A pousada da Dolores é tão graciosa por fora quanto é por dentro. Os tons avermelhados da madeira em contraste com o branco das paredes, a torna ainda mais aconchegante. É interessante dizer que boa parte da estrutura dessa pousada é toda em madeira e poucas partes são de vidros e alvenaria. O verde que rodeia esse lugar transmite muita paz e eu não me canso de olhar o lado de fora pela janela. Após estar devidamente instalada em um dos quartos, aproveito para descansar um pouco e à noite visto pelo menos três pares de roupas, tamanho o frio que faz aqui. E devo ter ficado maluca, pois nesse exato momento estou dançando sozinha no meio do cômodo e rindo à toa. E quando a música imaginária em minha cabeça termina me deixo cair em cima do colchão. Nunca imaginei que um dia sentira falta dessa minha liberdade. Penso e puxo o edredom, cobrindo o meu corpo um pouquinho gelado. Pego o meu livro em cima do criado mudo e me dedico a leitura até ser vencida pelo cansaço mais uma vez. Durante a noite tenho um sono inquieto e me mexo muito na cama, e em algum momento abro uma brecha de olho. Noto que o meu livro está caído no chão e com um resmungo baixo o pego e ponho de volta no pequeno móvel. Enquanto me ajeito debaixo das cobertas quentinhas, percebo a porta do quarto se abrir lentamente e imediatamente fico em alerta. Meu coração dispara como um louco enfurecido quando Logan entra no aposento e seu olhar duro cai sobre mim.
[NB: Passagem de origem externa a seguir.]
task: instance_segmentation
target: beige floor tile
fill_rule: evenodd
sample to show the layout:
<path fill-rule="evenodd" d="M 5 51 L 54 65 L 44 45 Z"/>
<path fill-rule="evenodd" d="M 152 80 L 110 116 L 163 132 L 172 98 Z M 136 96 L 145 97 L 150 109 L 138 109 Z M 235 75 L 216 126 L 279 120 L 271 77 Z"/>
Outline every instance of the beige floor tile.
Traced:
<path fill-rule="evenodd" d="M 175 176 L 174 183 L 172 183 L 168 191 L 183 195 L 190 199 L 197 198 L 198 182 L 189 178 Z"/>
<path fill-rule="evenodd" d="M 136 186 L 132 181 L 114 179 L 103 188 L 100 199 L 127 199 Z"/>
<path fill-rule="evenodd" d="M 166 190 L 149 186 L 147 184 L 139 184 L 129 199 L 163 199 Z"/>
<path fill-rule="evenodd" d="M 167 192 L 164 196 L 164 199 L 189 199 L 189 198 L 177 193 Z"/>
— Como… como me encontrou aqui? — indago em um misto de desespero e nervosa, sentindo uma ânsia de vômito subir pela minha garganta. Ele não me responde, apenas me dá as costas e fecha lentamente a porta com uma chave, me encarando logo em seguida.
— Não acreditou que conseguiria fugir de mim, não é, Eva? — Seu tom de voz está incrivelmente grosso e calmo. Contudo, as lágrimas preenchem os meus olhos sem medida e começam a se derramar imediatamente, molhando o meu rosto, e o meu ar é cortado no mesmo instante.
— Ah!!! — Solto um grito abafado, puxando o ar exasperadamente, e abro os olhos, encontrando a penumbra do quarto. Desesperadamente me sento no colchão e acendo a luz do abajur, certificando-me que o cômodo está completamente quieto e vazio. Engulo com dificuldade em meio a uma respiração conturbada. — Foi só pesadelo — digo para mim mesma e repito várias e várias vezes. Rapidamente me livro dos lençóis e salto para fora da cama, recebendo o frio do piso sobre os meus pés, fazendo-me arrepiar inteirinha. Calço os confortáveis chinelos de dedo e corro para o banheiro, debruçando-me no vaso sanitário e começo a vomitar, até que não me reste nada no estômago. Minutos depois, saio do quarto e caminho pelo longo corredor em busca de alívio. A casa toda está silenciosa, o que me diz que todos devem estar dormindo agora. Dirijo-me direto para a cozinha da pousada e acendo uma luz. Chá. Eu preciso de um chá para me acalmar. Calmamente começo a mexer em algumas gavetas e portas em busca de algo milagroso que me ajude com essa agonia.